A conselheira Edeli Pereira Bessa até abriu divergência, mas não foi acompanhada. Assim, o mérito da questão – a legitimidade do planejamento tributário – sequer foi apreciado, prevalecendo a tese de inadmissibilidade do recurso por ausência de semelhança entre os precedentes.

O caso revela as várias facetas que uma única operação pode manifestar, seja em relação aos cuidados referentes ao planejamento tributário adotado em incorporações e outros atos de transformação societária para garantia de sua legalidade e legitimidade, seja em relação ao conhecimento da visão do Fisco sobre os mesmos fatos, bem como sobre a necessidade de domínio do processo administrativo fiscal.

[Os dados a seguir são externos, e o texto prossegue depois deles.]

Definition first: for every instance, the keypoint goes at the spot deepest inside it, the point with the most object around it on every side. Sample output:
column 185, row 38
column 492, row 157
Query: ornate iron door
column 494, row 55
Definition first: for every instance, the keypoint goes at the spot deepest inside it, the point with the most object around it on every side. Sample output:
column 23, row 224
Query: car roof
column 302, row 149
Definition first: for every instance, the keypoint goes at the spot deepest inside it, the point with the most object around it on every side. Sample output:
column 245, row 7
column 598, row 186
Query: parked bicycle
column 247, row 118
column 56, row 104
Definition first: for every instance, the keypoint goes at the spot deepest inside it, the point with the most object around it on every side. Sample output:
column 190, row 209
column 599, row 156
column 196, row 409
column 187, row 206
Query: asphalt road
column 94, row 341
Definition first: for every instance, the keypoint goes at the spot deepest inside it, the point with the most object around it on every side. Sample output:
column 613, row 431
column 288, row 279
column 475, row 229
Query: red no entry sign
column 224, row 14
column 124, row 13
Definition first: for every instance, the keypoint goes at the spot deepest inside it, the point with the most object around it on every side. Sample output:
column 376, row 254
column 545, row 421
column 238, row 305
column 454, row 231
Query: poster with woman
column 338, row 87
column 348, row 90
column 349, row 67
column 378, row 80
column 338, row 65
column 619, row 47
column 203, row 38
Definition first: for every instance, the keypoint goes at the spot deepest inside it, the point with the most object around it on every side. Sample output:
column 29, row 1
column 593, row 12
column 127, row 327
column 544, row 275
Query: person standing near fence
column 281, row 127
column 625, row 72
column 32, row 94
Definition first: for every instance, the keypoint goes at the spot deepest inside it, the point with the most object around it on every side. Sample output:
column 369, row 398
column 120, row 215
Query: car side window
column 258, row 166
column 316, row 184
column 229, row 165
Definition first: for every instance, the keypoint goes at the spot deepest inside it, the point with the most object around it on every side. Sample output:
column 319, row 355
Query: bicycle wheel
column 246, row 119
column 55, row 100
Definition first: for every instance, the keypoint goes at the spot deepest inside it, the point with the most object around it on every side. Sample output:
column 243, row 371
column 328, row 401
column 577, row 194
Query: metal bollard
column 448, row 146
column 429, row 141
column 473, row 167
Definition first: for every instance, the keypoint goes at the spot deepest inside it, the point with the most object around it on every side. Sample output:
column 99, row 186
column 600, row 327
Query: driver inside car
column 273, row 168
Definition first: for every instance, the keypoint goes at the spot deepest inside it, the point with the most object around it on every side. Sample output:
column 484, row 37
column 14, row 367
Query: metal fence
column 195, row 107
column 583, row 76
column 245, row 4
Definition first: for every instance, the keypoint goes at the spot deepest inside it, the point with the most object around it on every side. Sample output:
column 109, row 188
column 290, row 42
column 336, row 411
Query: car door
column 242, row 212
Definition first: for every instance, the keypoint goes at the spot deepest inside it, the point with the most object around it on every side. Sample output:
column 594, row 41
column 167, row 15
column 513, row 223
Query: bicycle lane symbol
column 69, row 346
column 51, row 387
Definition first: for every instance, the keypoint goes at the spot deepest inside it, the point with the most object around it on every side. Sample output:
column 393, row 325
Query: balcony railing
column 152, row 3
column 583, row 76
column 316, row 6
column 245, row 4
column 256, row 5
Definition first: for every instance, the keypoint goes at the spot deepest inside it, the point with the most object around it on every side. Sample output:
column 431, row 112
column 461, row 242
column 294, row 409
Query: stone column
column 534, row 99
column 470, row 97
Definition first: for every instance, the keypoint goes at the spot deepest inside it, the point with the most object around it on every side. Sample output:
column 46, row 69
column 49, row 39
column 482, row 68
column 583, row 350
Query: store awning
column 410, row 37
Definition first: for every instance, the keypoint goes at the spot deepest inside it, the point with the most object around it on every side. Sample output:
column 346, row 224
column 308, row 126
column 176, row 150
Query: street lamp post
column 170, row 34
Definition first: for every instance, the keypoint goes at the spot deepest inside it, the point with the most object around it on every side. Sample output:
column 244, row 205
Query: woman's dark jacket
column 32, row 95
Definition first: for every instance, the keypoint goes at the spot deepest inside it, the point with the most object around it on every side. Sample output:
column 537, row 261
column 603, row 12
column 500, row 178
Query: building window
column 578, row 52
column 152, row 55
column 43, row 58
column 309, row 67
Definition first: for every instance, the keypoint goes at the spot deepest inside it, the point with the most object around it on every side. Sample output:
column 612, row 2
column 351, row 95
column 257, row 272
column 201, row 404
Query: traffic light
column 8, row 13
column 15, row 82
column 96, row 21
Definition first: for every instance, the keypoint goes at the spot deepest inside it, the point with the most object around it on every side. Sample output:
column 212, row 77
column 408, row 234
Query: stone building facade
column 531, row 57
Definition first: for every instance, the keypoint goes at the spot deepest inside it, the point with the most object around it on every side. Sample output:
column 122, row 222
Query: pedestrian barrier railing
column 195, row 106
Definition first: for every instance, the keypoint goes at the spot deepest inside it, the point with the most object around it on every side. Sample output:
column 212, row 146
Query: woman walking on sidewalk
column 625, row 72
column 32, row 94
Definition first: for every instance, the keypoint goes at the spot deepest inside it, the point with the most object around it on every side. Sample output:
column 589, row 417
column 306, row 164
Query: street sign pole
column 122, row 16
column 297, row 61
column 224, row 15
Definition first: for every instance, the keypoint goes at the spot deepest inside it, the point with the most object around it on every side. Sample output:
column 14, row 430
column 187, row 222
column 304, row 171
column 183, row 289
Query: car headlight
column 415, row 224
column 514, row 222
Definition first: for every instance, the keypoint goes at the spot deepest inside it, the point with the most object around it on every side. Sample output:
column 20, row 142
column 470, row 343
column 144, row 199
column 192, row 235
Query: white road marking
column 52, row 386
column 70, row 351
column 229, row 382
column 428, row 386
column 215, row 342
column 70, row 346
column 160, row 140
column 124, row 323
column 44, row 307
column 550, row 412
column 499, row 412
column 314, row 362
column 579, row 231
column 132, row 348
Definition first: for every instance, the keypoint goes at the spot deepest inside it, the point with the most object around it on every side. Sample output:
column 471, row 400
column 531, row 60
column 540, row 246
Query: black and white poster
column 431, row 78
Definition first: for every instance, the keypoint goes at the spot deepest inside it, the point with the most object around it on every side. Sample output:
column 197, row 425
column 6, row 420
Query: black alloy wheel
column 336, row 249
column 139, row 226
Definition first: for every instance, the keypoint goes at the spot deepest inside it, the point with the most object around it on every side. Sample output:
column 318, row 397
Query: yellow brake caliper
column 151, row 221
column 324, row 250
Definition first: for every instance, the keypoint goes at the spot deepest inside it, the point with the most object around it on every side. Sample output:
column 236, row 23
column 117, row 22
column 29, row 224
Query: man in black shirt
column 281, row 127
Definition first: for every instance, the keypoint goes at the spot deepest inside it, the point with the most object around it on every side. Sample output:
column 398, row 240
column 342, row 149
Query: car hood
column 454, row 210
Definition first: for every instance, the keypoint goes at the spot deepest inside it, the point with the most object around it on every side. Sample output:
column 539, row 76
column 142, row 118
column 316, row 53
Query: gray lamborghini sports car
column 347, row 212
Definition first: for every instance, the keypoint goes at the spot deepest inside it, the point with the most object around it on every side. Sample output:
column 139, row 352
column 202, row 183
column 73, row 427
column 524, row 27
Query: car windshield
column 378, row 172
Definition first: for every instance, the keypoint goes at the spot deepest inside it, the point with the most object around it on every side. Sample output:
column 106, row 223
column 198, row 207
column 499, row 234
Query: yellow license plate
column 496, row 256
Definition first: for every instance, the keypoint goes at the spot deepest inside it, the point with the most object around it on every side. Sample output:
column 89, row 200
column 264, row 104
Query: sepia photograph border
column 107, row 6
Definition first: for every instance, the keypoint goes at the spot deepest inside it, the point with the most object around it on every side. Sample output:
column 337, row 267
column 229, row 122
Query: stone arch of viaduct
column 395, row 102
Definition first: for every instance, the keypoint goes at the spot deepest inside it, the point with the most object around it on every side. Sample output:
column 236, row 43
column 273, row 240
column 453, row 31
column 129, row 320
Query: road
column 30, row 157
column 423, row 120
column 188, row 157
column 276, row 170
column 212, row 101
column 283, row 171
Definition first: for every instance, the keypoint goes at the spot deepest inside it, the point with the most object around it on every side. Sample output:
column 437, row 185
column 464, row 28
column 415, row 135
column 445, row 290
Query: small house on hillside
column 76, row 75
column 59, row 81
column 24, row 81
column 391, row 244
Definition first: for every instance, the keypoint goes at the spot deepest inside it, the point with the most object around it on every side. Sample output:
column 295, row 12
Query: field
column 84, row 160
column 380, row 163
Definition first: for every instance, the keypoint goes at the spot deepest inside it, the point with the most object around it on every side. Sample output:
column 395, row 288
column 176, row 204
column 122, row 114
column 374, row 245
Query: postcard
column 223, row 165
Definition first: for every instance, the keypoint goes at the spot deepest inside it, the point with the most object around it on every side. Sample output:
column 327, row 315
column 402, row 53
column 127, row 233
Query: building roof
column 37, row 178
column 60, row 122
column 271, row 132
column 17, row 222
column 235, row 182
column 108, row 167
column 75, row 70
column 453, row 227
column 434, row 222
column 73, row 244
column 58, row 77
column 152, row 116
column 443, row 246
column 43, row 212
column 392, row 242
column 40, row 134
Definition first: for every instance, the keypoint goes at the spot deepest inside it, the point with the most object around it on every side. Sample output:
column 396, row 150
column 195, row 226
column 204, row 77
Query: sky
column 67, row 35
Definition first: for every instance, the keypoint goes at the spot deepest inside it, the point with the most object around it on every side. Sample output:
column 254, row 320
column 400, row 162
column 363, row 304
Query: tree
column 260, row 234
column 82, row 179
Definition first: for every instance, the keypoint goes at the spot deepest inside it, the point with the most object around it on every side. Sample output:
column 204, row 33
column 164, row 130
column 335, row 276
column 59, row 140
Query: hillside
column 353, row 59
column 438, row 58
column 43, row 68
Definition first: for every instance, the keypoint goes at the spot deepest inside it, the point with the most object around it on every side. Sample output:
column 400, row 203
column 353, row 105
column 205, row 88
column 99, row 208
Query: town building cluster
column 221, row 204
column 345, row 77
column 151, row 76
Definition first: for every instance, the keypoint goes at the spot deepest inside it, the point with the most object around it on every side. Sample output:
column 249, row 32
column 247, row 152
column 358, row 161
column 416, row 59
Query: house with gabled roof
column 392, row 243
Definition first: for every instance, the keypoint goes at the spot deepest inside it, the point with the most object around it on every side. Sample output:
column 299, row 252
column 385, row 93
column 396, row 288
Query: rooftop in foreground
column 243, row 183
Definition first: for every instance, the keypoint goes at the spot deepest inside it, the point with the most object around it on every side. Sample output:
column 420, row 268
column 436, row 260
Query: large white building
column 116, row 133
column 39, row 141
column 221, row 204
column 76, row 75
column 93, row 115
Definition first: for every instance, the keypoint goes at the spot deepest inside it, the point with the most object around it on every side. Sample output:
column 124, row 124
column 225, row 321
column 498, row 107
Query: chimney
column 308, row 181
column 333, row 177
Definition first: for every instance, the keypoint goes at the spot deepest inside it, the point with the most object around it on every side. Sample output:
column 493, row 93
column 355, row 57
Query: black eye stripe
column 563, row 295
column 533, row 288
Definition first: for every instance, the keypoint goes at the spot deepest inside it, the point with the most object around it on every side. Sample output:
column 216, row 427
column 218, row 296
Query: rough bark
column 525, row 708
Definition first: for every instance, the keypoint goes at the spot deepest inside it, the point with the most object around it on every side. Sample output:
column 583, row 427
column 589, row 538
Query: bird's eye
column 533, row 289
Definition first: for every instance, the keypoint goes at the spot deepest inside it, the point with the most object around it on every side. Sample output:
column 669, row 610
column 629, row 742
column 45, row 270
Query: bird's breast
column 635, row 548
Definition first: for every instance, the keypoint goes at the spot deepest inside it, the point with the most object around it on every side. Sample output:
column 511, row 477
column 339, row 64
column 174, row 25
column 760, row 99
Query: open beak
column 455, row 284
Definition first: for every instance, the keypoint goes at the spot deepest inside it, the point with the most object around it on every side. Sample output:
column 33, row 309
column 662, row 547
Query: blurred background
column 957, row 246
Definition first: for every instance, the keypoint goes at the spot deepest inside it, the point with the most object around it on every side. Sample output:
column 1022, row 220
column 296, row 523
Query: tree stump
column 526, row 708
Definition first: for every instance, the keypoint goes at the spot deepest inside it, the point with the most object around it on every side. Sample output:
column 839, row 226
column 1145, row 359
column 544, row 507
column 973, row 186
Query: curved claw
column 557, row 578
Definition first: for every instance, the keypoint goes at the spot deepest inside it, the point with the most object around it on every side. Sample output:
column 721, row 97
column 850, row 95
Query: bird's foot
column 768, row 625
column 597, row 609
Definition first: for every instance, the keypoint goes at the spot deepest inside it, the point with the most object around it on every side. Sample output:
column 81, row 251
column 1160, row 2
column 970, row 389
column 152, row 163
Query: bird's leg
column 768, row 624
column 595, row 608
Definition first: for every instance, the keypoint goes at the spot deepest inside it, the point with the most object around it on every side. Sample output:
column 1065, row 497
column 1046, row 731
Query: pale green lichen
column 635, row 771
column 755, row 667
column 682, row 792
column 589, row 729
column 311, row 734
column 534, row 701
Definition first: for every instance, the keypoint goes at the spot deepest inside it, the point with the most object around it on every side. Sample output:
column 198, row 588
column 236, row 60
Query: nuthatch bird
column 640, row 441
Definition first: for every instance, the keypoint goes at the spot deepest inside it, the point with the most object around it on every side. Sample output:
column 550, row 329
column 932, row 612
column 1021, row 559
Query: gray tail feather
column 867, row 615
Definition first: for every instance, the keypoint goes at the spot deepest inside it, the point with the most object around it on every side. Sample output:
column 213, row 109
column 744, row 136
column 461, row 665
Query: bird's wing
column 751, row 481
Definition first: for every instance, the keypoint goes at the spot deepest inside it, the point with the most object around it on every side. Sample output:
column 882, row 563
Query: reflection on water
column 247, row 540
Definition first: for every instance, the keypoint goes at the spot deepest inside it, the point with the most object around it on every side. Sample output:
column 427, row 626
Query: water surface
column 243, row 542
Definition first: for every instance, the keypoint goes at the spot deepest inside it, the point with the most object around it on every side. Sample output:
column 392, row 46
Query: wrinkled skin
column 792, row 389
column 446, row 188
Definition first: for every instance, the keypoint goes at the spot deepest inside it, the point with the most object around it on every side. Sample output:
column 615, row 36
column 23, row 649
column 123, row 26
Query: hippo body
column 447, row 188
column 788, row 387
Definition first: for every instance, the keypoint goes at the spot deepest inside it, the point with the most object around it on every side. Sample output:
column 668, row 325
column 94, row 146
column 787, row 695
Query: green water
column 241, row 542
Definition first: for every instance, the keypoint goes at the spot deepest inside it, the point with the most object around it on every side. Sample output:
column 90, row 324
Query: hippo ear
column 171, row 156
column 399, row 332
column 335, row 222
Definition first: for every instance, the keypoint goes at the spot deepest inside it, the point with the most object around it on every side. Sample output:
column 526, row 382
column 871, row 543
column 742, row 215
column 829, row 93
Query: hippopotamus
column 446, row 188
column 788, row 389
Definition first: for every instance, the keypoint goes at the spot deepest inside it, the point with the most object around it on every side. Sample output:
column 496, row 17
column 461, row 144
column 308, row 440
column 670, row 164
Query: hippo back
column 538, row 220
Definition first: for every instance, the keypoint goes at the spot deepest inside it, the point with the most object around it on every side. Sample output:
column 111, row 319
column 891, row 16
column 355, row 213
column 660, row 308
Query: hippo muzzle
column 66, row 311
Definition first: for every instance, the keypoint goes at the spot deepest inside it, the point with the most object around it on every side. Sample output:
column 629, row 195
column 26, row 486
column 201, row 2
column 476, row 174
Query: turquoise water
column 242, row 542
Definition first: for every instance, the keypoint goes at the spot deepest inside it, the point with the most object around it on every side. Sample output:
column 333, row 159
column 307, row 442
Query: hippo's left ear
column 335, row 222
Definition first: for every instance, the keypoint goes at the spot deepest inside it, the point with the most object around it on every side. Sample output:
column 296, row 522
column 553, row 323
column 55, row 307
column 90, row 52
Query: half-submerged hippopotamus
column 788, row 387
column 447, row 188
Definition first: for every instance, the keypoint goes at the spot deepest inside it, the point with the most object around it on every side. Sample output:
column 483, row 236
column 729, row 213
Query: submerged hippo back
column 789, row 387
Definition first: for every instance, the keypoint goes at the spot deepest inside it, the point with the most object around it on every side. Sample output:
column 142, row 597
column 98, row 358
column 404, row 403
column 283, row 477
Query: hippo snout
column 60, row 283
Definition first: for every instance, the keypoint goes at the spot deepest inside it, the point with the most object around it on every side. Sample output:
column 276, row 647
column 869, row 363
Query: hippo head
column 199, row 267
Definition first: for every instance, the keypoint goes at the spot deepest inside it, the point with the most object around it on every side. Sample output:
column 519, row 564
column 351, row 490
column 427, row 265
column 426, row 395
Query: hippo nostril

O escritório DELIVAR DE MATTOS & CASTOR ADVOGADOS, contando com a atuação direta de seus sócios, RODRIGO CASTOR DE MATTOS e ANALICE CASTOR DE MATTOS, atua na área de Direito Tributário e Aduaneiro, tanto na esfera administrativa quanto na judicial, com mais de 25 anos de experiência, aliando tradição e inovação, a fim de propor a seus clientes, pessoas físicas e jurídicas, planejamentos tributários realistas e soluções tributárias eficazes.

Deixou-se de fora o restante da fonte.